Der Erzieherbeobachtungsbogen ist geeignet, als standardisiertes Beobachtungsinstrument regelmäßig eingesetzt zu werden. Alle städtischen Tageseinrichtungen für Kinder sowie sehr viele Kindertageseinrichtungen freier und kirchlicher Träger in Recklinghausen und vielen Städten des Kreises Recklinghausen haben die Beobachtungsbogen als Standard eingeführt. Allen Eltern, deren Kinder im Alter der Vorsorgeuntersuchungen U7, U8 oder U9 sind, wird ein Beratungsgespräch angeboten, in dem ihnen Informationen über die Entwicklung ihres Kindes auf der Grundlage des Beobachtungsbogens mitgeteilt werden und ihnen der Beobachtungsbogen überreicht wird.

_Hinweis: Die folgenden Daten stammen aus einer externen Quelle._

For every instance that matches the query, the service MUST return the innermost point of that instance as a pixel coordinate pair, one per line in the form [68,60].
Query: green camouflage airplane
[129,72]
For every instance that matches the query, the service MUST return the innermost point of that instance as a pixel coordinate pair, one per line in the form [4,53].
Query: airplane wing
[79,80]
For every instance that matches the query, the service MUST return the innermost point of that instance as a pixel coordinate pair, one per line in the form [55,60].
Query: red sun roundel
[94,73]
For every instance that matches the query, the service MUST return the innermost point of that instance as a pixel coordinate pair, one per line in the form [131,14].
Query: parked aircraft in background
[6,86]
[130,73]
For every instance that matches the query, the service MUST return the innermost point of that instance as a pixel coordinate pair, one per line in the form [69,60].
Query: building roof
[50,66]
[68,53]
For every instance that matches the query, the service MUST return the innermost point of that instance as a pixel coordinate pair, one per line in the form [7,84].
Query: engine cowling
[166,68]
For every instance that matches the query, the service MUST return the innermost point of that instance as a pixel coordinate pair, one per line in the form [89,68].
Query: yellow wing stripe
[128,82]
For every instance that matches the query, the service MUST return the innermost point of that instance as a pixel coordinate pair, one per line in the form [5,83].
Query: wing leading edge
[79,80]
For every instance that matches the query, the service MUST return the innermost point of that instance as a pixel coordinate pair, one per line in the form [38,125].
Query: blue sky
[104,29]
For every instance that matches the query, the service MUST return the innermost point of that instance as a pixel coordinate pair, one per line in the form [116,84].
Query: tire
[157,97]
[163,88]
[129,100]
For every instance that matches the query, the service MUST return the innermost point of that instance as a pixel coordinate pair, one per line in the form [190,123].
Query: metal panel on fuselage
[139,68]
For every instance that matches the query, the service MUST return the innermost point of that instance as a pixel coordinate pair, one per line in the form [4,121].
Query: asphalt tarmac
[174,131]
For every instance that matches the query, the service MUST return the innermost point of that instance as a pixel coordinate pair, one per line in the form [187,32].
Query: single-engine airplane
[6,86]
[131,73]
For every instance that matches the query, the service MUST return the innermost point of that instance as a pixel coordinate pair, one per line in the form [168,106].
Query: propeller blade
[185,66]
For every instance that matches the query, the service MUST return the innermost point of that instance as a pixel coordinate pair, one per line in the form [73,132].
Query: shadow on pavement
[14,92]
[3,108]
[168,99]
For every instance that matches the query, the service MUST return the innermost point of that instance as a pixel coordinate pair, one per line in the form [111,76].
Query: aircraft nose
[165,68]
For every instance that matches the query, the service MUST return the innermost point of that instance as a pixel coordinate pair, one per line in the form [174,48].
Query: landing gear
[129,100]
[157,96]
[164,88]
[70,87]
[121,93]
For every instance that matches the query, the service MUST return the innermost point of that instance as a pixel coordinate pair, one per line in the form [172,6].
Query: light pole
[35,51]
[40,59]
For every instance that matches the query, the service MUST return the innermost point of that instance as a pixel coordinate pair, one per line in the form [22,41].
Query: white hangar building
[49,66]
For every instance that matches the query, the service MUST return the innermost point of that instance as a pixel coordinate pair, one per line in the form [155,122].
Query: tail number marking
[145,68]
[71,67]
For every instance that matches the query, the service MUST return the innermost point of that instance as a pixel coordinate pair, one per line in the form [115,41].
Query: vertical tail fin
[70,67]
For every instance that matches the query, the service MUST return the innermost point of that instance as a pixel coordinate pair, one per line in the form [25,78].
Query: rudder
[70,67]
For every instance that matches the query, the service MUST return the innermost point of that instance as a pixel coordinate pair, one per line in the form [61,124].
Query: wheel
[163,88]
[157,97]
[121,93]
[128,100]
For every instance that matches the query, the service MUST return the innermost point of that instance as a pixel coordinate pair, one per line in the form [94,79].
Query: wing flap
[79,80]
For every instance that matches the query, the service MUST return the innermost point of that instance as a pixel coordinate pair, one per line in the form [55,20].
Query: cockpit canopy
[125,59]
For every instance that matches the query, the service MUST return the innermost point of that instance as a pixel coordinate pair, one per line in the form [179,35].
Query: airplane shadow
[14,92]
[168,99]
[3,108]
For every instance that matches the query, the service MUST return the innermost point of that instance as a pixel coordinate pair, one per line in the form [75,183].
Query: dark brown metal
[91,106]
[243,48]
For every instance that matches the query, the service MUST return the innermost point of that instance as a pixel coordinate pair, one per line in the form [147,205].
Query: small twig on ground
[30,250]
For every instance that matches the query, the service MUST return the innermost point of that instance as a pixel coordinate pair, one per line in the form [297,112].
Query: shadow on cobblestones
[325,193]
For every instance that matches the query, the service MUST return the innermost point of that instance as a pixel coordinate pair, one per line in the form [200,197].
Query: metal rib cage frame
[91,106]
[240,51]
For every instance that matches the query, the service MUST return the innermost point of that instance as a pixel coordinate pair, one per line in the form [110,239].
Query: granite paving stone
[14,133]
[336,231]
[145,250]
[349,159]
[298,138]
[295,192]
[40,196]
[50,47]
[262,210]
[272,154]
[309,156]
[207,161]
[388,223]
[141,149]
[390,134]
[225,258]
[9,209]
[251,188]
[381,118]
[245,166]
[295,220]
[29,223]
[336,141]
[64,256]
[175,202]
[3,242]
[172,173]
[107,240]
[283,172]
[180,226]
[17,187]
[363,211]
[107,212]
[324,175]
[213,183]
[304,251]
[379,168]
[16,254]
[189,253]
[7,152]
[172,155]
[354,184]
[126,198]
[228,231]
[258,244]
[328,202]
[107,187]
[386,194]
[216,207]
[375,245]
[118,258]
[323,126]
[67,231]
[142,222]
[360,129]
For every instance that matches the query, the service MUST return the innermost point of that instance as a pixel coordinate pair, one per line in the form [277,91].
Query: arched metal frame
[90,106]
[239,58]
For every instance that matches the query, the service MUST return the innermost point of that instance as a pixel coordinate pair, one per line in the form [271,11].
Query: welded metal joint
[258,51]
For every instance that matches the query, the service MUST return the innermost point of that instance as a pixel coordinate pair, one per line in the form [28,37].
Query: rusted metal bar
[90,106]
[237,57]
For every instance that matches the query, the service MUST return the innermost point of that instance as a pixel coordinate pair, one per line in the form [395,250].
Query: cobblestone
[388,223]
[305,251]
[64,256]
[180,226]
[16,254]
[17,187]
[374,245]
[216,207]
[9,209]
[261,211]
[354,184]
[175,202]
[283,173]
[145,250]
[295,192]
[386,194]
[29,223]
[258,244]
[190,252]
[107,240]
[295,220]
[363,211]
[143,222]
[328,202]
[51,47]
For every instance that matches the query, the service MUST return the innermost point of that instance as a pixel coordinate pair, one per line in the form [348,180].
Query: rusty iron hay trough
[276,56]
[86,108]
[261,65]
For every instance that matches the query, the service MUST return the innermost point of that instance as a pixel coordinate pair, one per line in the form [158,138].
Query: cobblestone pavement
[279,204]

Inzwischen haben die Erzieherbeobachtungsbogen eine weite Verbreitung gefunden. Der BKK-Bundesverband und der Bundesverband der Kinder- und Jugendärzte haben 2007 ein Projekt in Nordrhein-Westfalen, Schleswig-Holstein und dem Saarland gestartet. www.fitvonkleinauf.de/kitavorsorgebogen enthält Materialien und Unterlagen zur U8 und U9.
Der Beobachtungsbogen zu U7 und U7a ist im Netzwerkbüro für Familienzentren in Recklinghausen - auch als PDF-Datei - erhältlich.

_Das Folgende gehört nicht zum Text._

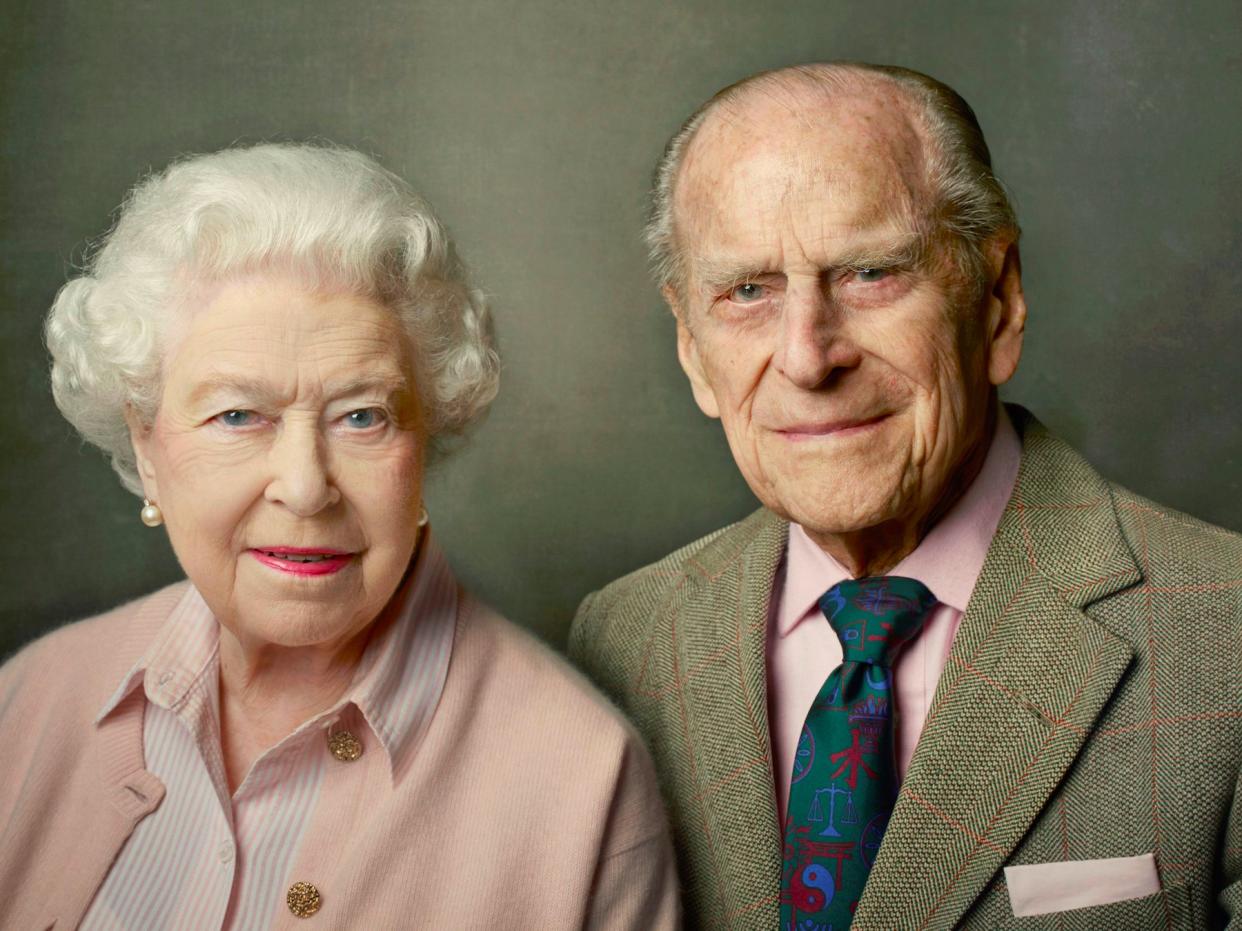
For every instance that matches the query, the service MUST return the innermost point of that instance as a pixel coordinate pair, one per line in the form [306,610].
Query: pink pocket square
[1042,888]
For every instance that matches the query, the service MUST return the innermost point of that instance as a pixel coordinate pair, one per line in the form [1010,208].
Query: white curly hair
[330,214]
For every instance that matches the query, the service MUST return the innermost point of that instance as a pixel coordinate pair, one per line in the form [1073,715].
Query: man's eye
[871,274]
[364,417]
[237,418]
[748,293]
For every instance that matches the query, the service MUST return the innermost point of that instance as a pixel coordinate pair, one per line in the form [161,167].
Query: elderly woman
[317,726]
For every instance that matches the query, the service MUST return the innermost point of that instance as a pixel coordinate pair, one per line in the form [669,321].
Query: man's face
[821,319]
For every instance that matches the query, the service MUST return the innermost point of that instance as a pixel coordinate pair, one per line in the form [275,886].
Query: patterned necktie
[845,771]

Die Bedeutung einer guten Zusammenarbeit von Kinderärzten und Kindertageseinrichtungen wird unterstrichen durch die Aufnahme dieser Zusammenarbeit in die Kriterien zur Zertifizierung als "Familienzentrum NRW". Dort heißt es "Das Familienzentrum sorgt dafür, dass die Inanspruchnahme von U-Untersuchungen und die Zusammenarbeit mit Kinderärzten und Kinderärztinnen durch gezielte Maßnahmen gefördert werden" (A 1.8).
Literatur
Maier, Anke/Lange, Sabine/Horacek, Ulrike/Weinrich, Dirk/Esser Günter: Psychische Störungen und Entwicklungsauffälligkeiten früher erkennen mit neuem Kita-Vorsorgebogen. In: Kinder- und Jugendarzt. Zeitschrift des Berufsverbandes der Kinder- und Jugendärzte 2007, 38 (3), S. 140-141.